In some plea deals, prosecutors negotiate with a defendant to reduce the prison sentence in exchange for a guilty plea, but that did not occur here, Tierney said.

“There was no negotiation with regards to numbers, so it was basically like we’ll continue to work this case,” he said. “If it comes a time when this defendant – and it’s the defendant’s decision – when this defendant wants to plead guilty, we’ll go ahead and take it, but we’re not discussing, ‘We’ll give him this’ or ‘We’ll give him that.’”

“The reason why this case pled guilty was because it was the defendant’s decision to do so,” Tierney said.

The victims’ families had a voice in the deal, too.

At Wednesday’s news conference, Gloria Allred, an attorney representing several of the victims’ families, said the loved ones were asked last week if they wanted to accept Heuermann’s guilty plea or if they wanted to go to a trial. The family members then came forward to the microphone and said they agreed to accept the plea.

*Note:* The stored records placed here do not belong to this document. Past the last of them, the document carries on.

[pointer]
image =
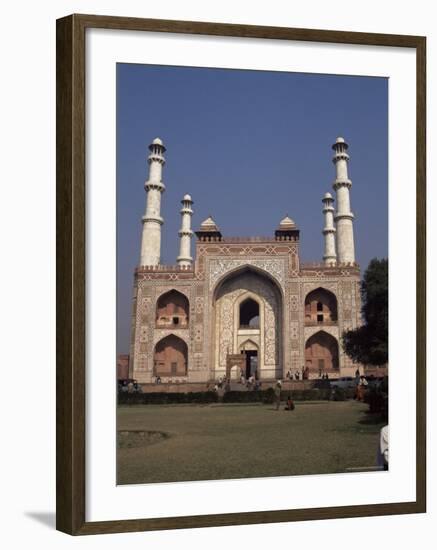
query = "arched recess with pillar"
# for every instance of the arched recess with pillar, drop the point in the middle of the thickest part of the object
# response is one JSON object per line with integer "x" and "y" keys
{"x": 170, "y": 357}
{"x": 321, "y": 307}
{"x": 172, "y": 310}
{"x": 248, "y": 304}
{"x": 322, "y": 353}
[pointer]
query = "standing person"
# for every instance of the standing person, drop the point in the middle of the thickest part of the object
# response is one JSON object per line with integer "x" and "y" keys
{"x": 278, "y": 394}
{"x": 361, "y": 388}
{"x": 382, "y": 456}
{"x": 289, "y": 405}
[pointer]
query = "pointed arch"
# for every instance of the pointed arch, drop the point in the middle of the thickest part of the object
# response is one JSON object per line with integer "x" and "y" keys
{"x": 321, "y": 307}
{"x": 249, "y": 345}
{"x": 249, "y": 313}
{"x": 172, "y": 309}
{"x": 322, "y": 353}
{"x": 170, "y": 357}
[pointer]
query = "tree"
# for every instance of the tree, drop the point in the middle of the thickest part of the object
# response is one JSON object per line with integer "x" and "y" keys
{"x": 368, "y": 344}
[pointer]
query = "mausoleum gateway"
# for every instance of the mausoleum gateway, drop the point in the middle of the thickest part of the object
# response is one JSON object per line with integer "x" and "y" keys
{"x": 244, "y": 304}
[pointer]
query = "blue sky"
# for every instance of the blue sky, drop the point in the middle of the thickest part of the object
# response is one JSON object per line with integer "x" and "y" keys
{"x": 250, "y": 147}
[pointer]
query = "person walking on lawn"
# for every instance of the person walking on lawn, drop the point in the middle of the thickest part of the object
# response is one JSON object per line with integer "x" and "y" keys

“I am glad that this is over as far as him pleading guilty. It took a big chunk of stress off of me and my family,” said Elizabeth Baczkiel, the mother of victim Jessica Taylor. “I accept the plea wholeheartedly.”

As for the defendant’s perspective? Heuermann will have the opportunity to explain himself further at his sentencing on June 17.

“I expect at sentencing he’ll have something to say,” Brown said.